Thursday, September 28, 2023

Half-Exponential No More

I've mentioned Kannan's proof that \(\Sigma_2^p\) does not have \(n^2\) size-circuits before. A similar proof shows that \(\Sigma_2^E = \mathrm{NTIME}^\mathrm{NP}(2^{O(n)})\) does not have polynomial-size circuits in general. You can create a language in the third-level of the exponential-time hierarchy that has maximum circuit complexity. Now if SAT doesn't have poly-size circuits you are done. Otherwise the polynomial-time hierarchy collapses to \(\Sigma_2^p\) which means the exponential-time hierarchy collapse to \(\Sigma_2^E\).

Can you show \(\Sigma_2^E\) has near exponential-size circuit complexity? The above proof doesn't quite work. The problem is that while a polynomial of a polynomial is polynomial, a subexponential function of a subexponential function could be superexponential. You can only make the proof work for circuit-size half-exponential, i.e., function \(f\) such that \(f(f(n)) = 2^{o(n)}\). I don't know of any natural half-exponential functions, but they are much larger than quasi-polynomial and much smaller than exponentials. 

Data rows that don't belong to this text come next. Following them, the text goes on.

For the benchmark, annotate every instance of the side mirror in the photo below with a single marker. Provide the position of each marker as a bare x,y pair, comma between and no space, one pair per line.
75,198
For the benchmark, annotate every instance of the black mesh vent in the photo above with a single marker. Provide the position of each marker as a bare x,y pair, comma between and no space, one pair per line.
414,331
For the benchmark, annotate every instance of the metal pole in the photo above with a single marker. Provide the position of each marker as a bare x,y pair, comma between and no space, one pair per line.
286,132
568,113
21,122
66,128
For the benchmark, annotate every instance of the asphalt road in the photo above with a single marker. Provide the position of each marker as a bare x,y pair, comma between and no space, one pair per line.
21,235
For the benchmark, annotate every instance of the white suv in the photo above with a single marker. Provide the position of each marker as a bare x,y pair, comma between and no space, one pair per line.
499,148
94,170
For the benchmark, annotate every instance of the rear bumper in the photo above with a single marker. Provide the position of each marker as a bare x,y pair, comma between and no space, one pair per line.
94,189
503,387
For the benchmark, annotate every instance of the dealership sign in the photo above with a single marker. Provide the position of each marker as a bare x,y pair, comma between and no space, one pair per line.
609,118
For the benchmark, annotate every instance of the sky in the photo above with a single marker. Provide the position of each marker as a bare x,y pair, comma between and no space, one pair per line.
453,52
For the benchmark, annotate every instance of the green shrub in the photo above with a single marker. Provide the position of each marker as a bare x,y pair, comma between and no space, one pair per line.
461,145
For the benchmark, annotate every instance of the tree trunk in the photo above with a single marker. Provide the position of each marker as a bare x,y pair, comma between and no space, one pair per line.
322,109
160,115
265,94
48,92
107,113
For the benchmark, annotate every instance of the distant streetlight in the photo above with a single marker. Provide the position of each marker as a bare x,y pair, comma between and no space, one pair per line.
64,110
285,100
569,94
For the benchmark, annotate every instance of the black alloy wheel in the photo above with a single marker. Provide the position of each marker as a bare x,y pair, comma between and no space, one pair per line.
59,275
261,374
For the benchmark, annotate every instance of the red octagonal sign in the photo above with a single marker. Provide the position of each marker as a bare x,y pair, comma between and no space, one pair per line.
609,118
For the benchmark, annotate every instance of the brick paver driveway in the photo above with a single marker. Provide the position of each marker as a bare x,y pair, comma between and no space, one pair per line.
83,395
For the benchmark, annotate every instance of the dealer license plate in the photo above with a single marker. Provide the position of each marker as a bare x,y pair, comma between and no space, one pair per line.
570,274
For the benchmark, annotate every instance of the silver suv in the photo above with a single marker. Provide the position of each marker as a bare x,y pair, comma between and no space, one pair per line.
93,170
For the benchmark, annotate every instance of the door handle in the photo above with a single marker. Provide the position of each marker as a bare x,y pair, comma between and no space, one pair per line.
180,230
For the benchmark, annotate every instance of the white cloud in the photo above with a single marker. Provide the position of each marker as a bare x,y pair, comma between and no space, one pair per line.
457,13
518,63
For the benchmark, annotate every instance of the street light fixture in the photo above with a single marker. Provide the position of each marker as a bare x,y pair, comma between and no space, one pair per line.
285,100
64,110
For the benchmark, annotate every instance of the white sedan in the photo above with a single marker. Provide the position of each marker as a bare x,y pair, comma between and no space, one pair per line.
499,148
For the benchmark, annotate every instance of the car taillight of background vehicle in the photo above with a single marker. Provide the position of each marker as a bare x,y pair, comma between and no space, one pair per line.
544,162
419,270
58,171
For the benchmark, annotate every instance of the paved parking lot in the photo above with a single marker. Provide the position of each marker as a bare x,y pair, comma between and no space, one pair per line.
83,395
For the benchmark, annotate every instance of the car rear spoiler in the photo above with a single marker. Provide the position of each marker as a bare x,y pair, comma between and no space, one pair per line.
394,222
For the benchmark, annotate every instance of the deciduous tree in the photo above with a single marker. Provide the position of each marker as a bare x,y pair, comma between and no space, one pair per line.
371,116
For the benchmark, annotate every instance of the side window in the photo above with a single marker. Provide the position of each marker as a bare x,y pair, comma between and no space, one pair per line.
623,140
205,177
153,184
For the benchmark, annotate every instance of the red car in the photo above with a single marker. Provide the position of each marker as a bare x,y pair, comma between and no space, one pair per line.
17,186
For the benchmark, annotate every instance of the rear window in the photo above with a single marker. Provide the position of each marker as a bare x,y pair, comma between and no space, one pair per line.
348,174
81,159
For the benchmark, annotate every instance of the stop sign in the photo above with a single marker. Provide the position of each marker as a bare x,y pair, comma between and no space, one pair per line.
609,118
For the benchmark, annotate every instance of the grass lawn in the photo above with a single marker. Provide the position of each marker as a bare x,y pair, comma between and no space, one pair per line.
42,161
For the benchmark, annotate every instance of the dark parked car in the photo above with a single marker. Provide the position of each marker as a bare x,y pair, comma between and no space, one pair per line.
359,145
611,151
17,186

The best known smallest class with an exponential circuit lower bound is for \(\Delta_2^E=E^{\Sigma_2^P}\) due to Miltersen, Vinodchandran and Watanabe from the last millennium. 

Lijie Chen, Shuichi Hirahara and Hanlin Ren have a new paper showing that in fact \(\Sigma_2^E\) does require exponential-size circuits. They have the same bound for smaller classes if you allow a bit of advice. 

You've seen these authors names before in this blog. The future of computational complexity is in good hands.